Now that we have a matrix where all values are 0, we need to fill in the correct counts for each cell. This involves going through each set of tokens, and incrementing the column counters in the appropriate row.

When we're finished, we'll have a row vector for each headline that tells us how many times each token occured in that headline.

In [19]:
for i, item in enumerate(clean_tokenized):
    for token in item:
        counts.loc[i, token] += 1
    

We have over 6900 columns in our matrix. This can make it very hard for a linear regression model to make good predictions. Too many columns will cause the model to fit to noise instead of the signal in the data.

There are two kinds of features that will reduce prediction accuracy. Features that occur only a few times will cause overfitting, because the model doesn't have enough information to accurately decide whether they're important. These features will probably correlate differently with upvotes in the test set and the training set.

Features that occur too many times can also cause issues. These are words like **and** and **to**, which occur in nearly every headline. These words don't add any information, because they don't necessarily correlate with upvotes. These types of words are sometimes called **stopwords**.

To reduce the number of features and enable the linear regression model to make better predictions, we'll remove any words that occur fewer than 5 times or more than 100 times.

In [20]:
# sum of each column in counts
word_counts = counts.sum(axis = 0)
selected_cols = word_counts[(word_counts > 5) & (word_counts < 100)].index.tolist()
selected_cols[:5]

['software', 'we', 'from', 'googles', 'more']

In [21]:
counts = counts[selected_cols]

Now we'll need to split the data into two sets so that we can evaluate our algorithm effectively. 

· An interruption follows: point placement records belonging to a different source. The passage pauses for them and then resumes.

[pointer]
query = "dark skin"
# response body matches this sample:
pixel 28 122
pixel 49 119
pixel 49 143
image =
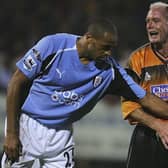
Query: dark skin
pixel 89 48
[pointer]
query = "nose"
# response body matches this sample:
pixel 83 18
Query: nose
pixel 149 24
pixel 108 53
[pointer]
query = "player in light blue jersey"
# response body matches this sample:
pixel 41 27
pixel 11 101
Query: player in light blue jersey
pixel 80 72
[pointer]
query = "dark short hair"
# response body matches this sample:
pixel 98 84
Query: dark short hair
pixel 99 26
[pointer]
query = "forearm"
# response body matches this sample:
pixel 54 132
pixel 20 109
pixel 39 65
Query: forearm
pixel 144 118
pixel 155 105
pixel 17 84
pixel 13 107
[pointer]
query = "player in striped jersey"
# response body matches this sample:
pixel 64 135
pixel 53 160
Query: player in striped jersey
pixel 81 72
pixel 149 147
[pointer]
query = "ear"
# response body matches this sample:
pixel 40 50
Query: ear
pixel 88 36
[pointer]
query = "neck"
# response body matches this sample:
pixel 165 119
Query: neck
pixel 82 55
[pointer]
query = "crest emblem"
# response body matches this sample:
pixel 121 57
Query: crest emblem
pixel 97 81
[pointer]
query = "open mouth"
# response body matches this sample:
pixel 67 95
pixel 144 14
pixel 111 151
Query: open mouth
pixel 153 33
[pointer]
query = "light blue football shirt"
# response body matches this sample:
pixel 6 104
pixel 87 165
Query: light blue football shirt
pixel 69 89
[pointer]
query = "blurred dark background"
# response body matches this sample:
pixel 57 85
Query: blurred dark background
pixel 23 22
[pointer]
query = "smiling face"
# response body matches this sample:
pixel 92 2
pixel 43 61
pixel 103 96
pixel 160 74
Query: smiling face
pixel 157 26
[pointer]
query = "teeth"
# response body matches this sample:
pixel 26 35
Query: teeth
pixel 153 33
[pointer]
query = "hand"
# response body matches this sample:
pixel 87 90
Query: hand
pixel 12 147
pixel 162 132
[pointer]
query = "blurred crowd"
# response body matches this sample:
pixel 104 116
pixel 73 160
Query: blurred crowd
pixel 25 22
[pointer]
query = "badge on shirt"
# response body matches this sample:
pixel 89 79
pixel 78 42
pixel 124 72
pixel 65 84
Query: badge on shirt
pixel 29 63
pixel 97 81
pixel 160 91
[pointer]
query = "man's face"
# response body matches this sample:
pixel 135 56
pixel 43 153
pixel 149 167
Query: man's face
pixel 100 48
pixel 157 26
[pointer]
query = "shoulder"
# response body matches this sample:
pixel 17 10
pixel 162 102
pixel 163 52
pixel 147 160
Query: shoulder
pixel 140 52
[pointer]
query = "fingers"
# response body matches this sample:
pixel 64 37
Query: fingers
pixel 164 139
pixel 13 151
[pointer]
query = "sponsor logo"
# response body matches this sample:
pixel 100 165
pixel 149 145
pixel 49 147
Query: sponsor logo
pixel 29 63
pixel 67 98
pixel 160 91
pixel 147 76
pixel 97 81
pixel 60 73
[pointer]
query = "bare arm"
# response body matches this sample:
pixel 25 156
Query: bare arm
pixel 155 105
pixel 15 91
pixel 159 125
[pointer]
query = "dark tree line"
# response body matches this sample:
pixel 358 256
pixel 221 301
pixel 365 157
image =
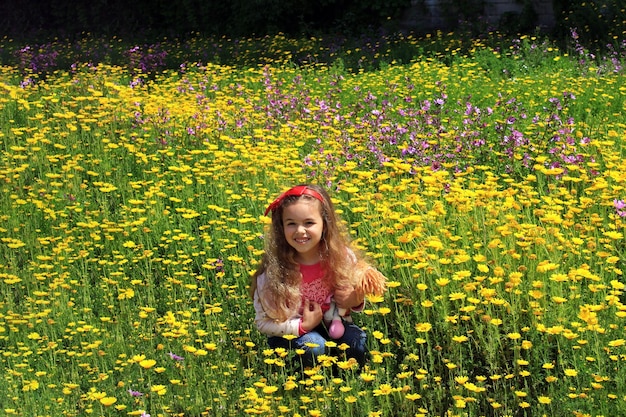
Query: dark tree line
pixel 176 17
pixel 599 21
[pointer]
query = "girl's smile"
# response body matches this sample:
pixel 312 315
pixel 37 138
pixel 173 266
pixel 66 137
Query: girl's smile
pixel 304 226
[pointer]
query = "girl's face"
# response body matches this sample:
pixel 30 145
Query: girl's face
pixel 304 226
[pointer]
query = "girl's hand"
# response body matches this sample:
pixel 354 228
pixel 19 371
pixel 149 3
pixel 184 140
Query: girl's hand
pixel 347 297
pixel 311 316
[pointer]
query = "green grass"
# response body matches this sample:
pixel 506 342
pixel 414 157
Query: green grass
pixel 484 184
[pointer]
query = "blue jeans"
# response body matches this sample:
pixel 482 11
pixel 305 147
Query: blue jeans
pixel 354 337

The [train_test_split()](https://scikit-learn.org/stable/modules/generated/sklearn.model_selection.train_test_split.html) function from scikit-learn will help us accomplish this.

We'll pass in .2 for the test_size parameter to randomly select 20% of the rows for our test set, and 80% for our training set.

X_train and X_test contain the predictors, and y_train and y_test contain the value we're trying to predict (upvotes).

In [23]:
from sklearn.model_selection import train_test_split

X_train, X_test, y_train, y_test = train_test_split(counts, submissions["upvotes"], test_size = 0.2, random_state = 1)

We'll use a linear regression algorithm from scikit-learn. When we make predictions with a linear regression model, the model assigns coefficients to each column. Essentially, the model is determining which words correlate with more upvotes, and which with less. By finding these correlations, the model will be able to predict which headlines will be highly upvoted in the future. While the algorithm won't have a high level of understanding of the text, linear regression can generate surprisingly good results.

In [24]:
from sklearn.linear_model import LinearRegression

clf = LinearRegression()
clf.fit(X_train, y_train)

predictions = clf.predict(X_test)

In [26]:
mse = sum((predictions - y_test) ** 2) / len(predictions)
mse

2285.628809494208

Because the errors are squared, MSE penalizes errors further away from the actual value more than those close to the actual value. We want to use MSE because we'd like all of our predictions to be relatively close to the actual values.

Our MSE is 2285.62, which is a fairly large value. There's no hard and fast rule about what a "good" error rate is, because it depends on the problem we're solving and our error tolerance.

In [28]:
print(np.sqrt(mse))
print(y_test.mean())
print(y_test.std())

47.80825043331128
9.919642857142858
43.123763811139575


In this case, the mean number of upvotes is 10, and the standard deviation is 43.123. If we take the square root of our MSE to calculate error in terms of upvotes, we get 51.5. This means that our average error is 47.8 upvotes away from the true value. This is higher than the standard deviation, so our predictions are often far off-base.